Previous kinetic and solvent-exchange data have suggested that an Arrhenius break observed at 30oC is attributed to a shift in the equilibrium populations of inactive and active microstates accompanied with a change in protein flexibility [1,2]. We employed time-correlated single photon counting to investigate the statistical nature of the fluorescence dynamics as a function of temperature in ht-ADH. Two single-tryptophan variants were used as reporter probes; Trp87 is fortuitously located at the active site and Trp167 is a surface tryptophan >25A from the catalytic center.

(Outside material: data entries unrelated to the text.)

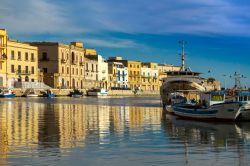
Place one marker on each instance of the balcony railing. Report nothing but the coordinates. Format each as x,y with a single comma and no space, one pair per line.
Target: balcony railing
63,61
81,63
23,72
44,59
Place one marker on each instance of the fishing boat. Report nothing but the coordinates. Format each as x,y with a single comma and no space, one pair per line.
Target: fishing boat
184,79
97,92
76,93
211,105
7,93
30,93
48,93
243,96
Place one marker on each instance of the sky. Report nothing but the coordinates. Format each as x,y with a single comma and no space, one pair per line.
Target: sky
217,32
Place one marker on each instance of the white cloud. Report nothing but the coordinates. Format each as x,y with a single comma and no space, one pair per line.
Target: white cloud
112,43
29,16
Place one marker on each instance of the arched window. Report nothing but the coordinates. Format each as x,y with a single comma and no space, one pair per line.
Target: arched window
26,79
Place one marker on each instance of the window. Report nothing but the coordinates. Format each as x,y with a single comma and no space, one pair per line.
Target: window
19,68
12,69
12,54
45,70
44,56
26,56
32,70
19,55
32,57
26,69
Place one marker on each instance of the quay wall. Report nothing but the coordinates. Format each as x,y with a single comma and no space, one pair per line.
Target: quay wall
65,92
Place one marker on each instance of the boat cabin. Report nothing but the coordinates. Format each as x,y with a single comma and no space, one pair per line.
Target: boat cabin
211,98
242,96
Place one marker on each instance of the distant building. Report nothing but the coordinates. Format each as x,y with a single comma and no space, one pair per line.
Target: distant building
102,72
18,63
22,63
150,76
164,68
118,75
62,64
3,57
91,71
134,71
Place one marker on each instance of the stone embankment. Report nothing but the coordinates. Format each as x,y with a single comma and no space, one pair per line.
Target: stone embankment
65,92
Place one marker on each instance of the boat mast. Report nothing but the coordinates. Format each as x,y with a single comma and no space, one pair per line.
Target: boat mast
182,43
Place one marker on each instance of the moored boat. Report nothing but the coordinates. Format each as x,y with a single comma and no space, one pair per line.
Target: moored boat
7,93
211,105
76,93
49,94
97,92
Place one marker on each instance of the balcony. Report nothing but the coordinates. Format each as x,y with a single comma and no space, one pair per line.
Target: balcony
23,72
81,63
44,59
63,61
73,62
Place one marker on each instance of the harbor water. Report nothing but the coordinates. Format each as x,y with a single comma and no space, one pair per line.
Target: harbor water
111,131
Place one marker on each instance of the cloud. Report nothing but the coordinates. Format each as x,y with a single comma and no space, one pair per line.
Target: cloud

The temperature dependence of the time-resolved Stokes shifts reveal that the active site Trp contains highly temperature-dependent relaxation dynamics while the surface Trp is virtually temperature-independent. Though no break is observed that correlates to catalysis, such results are discussed in the context of slower, more global dynamics as a major contributor to catalytic behavior. Using both single-Trp variants, Ala was then introduced to Tyr25 at the dimer interface and Val260 within the cofactor binding site. Such alterations were previously shown to either eliminate or exacerbate the magnitude of the temperature break, respectively [3,4]. The fluorescence dynamics reveal that the temperature-dependent dynamics at Trp87 are drastically altered relative to its wild-type counterpart, while Trp167 shows minor differences. Such results are discussed in the context of an altered conformational landscape that further corroborates an equilibration process occurring more slowly than the ps-timescale.[1] Kohen, A., et al (1999) Nature, 399, 496-499.[2] Liang, Z. X., et al (2004) PNAS, 101, 9556-9561.[3] Nagel, Z. D., et al (2011) PNAS, 108, 10520-10525.[4] Nagel, Z. D., et al (2013) JBC, 288, 14807-14097.